Not that they were all like that. Sometimes the women were younger, not yet mothers themselves, and they would talk to Charlie and Jake in high-pitched voices like they were zoo animals, or bring them thoughtful but age-inappropriate gifts: a stuffed koala bear for Charlie when she was fifteen; a Heineken beer koozie for a seventeen-year-old Jake. There were women Mr Silver met at the club, women he met at the Fish Shack down on Malibu Beach where he’d been going for twenty years and knew everybody, women who were just passing through Los Angeles on their way from New York to Hawaii or San Francisco to San Diego, and who somehow, someway, always found their way to the Silver house. Charlie’s dad never expected his kids to offer anything more than a friendly hello over French toast in the morning, but he also never seemed to consider that it wasn’t the healthiest of examples to march an ever-changing parade of one-night stands through family breakfast. A handful of them stuck around for a few weeks – Charlie had the most vivid memories of a very kind, exceedingly skinny woman named Ingrid who seemed genuinely interested in both Silver kids – but mostly they vanished quickly.

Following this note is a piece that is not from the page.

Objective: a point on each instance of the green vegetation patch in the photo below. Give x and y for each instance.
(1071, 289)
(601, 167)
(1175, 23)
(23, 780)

Tennis was when Mr Silver focused entirely on Charlie. It was the only time he wasn’t working, or fishing, or chasing his latest lady interest, as he liked to call them. When they walked out onto the court at Birchwood – almost always at night under the lights, when the paying members were home with their families – Mr Silver’s attention narrowed to a laser beam of light that warmed Charlie the instant it focused on her. It was the one thing that hadn’t changed after her mother died: the obvious delight he took in teaching Charlie the game he loved. All those years had been a labor of love for him, from the time she’d followed him like a duckling around the court as he demonstrated the baseline, the alleys, the service line, and no-man’s-land, to the very first time Charlie took a game off him fair and square when she was thirteen and Mr Silver whooped so loudly a groundskeeper came to make sure they were okay. Nothing got in the way of their lessons: not Charlie’s mother’s death nor the women who kept him company in the years that followed. He taught Charlie everything she knew – strokes, footwork, strategy, and of course sportsman- ship – straight up until she won the sixteen-and-under Orange Bowl at age fifteen, the Grand Slam of junior tournaments, and Mr Silver insisted he’d taken her as far as he could.